PPIs increased the risk for enteric infections, which they believe is related to PPI-induced hypochlorhydria, or low gastric acid levels. Of the 53,130 participants, 3,386 reported a positive COVID-19 test. In regression analysis, people using PPIs up to once a day or twice a day had increased likelihood of reporting a positive COVID-19 test compared to those not taking PPIs.
“There is a reason we have acid in our stomach, namely, to kill pathogens before they enter the digest tract,” said Brennan MR Spiegel, also of Cedars-Sinai. “Coronaviruses are easily destroyed at a gastric pH of less than 3, but survive in a more neutral pH, including the range created by drugs like omeprazole and esomeprazole. We found a strong, independent effect of using PPIs on risk of COVID-19, including a dose-response relationship with nearly a four-fold increased risk for twice daily dosing. But we found no relationship with the less powerful H2Ras, such as famotidine or cimetidine.”
Blood Pressure Drugs May Decrease Colorectal Cancer Risk
Researchers at the University of Hong Kong found that a certain class of high-blood pressure drugs, angiotensin converting enzyme inhibitors (ACE-i) or angiotensin II receptor blockers (ARBs), appeared to decrease the risk of colorectal cancer. The study was based on 185,000 patients. The researchers evaluated health records of 187,897 adults in Hong Kong from 2005 to 2013, with a negative baseline colonoscopy for colorectal cancer. They found that patients who took the hypertension drugs had a 22% lower risk of developing colorectal cancer in the subsequent three years and the benefits were seen in patients 55 years or older and those with a history of colon polyps.
A New Class of Safer Pain Drugs
Investigators at LSU Health New Orleans Neuroscience Center of Excellence identified a new class of pipeline drugs to relieve pain and reduce fever. Furthermore, they appear to have decreased risk of addiction or damage to the liver or kidneys. In two models, the drugs, which are similar to acetaminophen, but do not appear to damage the liver or kidneys, decreased pain and reduced fever. The intellectual property has been licensed from LSU to the life science startup South Rampart Pharma, which is working to develop the drug in late preclinical development.

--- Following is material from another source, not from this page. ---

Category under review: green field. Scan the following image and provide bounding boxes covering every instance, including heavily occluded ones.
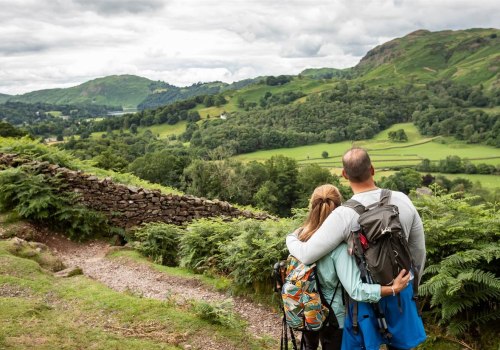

Reversing Age-Related Impairments
Two of the most notable age-related impairments are frailty and immune decline. Researchers at the University of Bern in Switzerland demonstrated how they can be halted and partially reversed in an animal model. They used a novel cell-based therapy using eosinophils. Predominantly found in the blood circulation, eosinophils are also found in the belly fat of both humans and mice. They are known to provide protection from parasite infection and promote allergic airway disease. But in the belly fat they are mostly responsible for maintaining local immune levels. As we age, eosinophils in belly fat decline, while the number of macrophages, which stimulate inflammation, increases. Their efforts focused on restoring the immune cell balance in belly fat.